Para Elliot, el gran elemento que caracterizó tanto la aventura de los colonos ingleses como la de los conquistadores castellanos fue la religión; pero con notorias diferencias, pues los primeros asentamientos de América del Norte fueron concebidos bajo la tolerancia religiosa (los colonos leían directamente de la Biblia); mientras que en los dominios españoles la Iglesia imponía su interpretación del texto sagrado de forma absoluta. Esto limitó de alguna forma la respuesta frente a los cambios globales en las sociedades latinoamericanas, pues la rigidez del catolicismo impidió que pudieran renovarse o tornarse más progresistas.

De otro lado, la intromisión del fallecido líder venezolano Hugo Chávez en el asunto estuvo directamente relacionada con su retórica, ya que al igual que el subcomandante Marcos, condenó cualquier tipo de injerencia extranjera en los pueblos americanos.
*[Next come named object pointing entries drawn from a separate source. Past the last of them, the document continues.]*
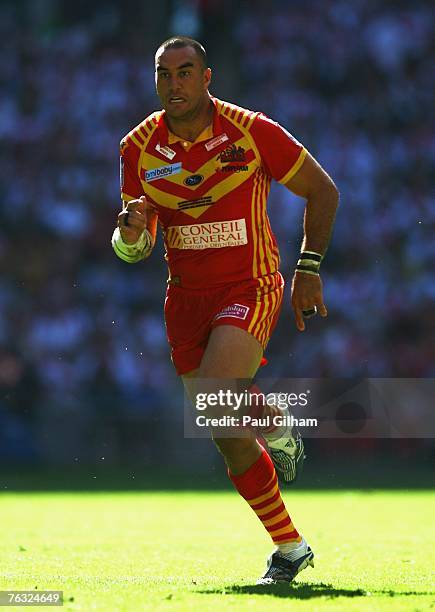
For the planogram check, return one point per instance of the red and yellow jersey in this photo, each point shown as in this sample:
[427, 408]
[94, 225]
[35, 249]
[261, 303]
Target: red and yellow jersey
[211, 194]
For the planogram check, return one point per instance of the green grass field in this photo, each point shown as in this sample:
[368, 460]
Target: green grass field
[199, 550]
Ambas figuras consideraron que el sistema capitalista es otro instrumento de dominación de la conquista iniciada hace más de 500 años por Occidente.
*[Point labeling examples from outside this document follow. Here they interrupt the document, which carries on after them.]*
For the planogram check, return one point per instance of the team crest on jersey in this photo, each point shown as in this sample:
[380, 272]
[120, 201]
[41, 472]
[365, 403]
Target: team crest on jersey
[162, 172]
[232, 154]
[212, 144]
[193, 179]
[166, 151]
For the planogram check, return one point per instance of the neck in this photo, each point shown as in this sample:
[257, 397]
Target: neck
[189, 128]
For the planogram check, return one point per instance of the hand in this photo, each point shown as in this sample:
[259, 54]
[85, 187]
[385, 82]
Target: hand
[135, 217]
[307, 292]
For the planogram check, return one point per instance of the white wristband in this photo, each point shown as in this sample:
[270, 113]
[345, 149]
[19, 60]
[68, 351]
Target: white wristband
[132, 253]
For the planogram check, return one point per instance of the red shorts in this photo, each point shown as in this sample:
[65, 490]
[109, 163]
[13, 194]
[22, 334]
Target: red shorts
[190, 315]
La respuesta de Chávez puede entenderse como un ataque al entonces papa Benedicto XVI porque este deslizó algunas críticas al sistema político-económico (al marxismo) que se vino implementando en su país. En concreto, el pontífice dijo que “(el marxismo) dejó una herencia de destrucción económica (…)”. Además declaró que "hay motivos de preocupación ante formas de gobierno autoritarias o sujetas a ciertas ideologías que se creían superadas". Aunque si bien cuestionó al neoliberalismo por igual, la mención al modelo chavista fue más que directa. Al papa le preocupó la pérdida de fieles (el diario Folha de San Pablo reveló que en la última década el número de creyentes cayó del 74% al 64% en Brasil), tendencia que se ve reforzada por la vuelta a las religiones indígenas que se promueve en Bolivia, a las que el papa calificó de paganas y de representar una “involución en el recorrido de esos pueblos”.
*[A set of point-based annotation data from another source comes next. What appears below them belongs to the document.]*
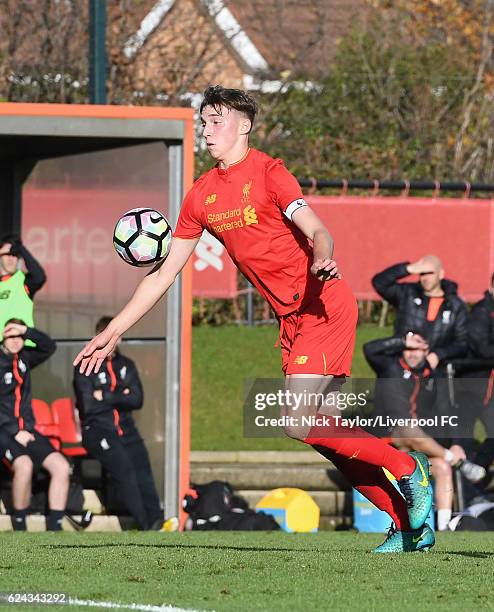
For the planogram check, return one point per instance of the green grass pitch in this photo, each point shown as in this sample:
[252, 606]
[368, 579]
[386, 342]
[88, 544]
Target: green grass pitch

El temor es que la cercanía de ambos regímenes (el venezolano y el boliviano) con el cubano termine por aislar o reducir las actividades de la Iglesia dentro de esas sociedades. América Latina es el “continente de la fe” o "de la esperanza”, según Juan Pablo II. Dicha calificación obedece a que no solo congrega a la mayoría de católicos repartidos por el mundo, sino que representa el espacio donde todavía no se ha despojado a la Iglesia de alguna de sus grandes prerrogativas o derechos. Su injerencia en asuntos internos como la política educativa y la salud reproductiva es más fuerte que en otras latitudes debido la debilidad institucional y la pobreza que caracteriza a los Estados latinoamericanos. Denominar a América Latina como “El continente de la esperanza” no significa al cristianismo le aguarde un gran y venturoso futuro, sino que esta región es el último bastión
 donde todavía se practica la fe.

Estas declaraciones fueron hechas en el marco de la V Conferencia General del Episcopado Latinoamericano y del Caribe (CELAM) en el santuario de Nuestra Señora Aparecida en Brasil, que reunió a 166 obispos y cardenales de 22 países.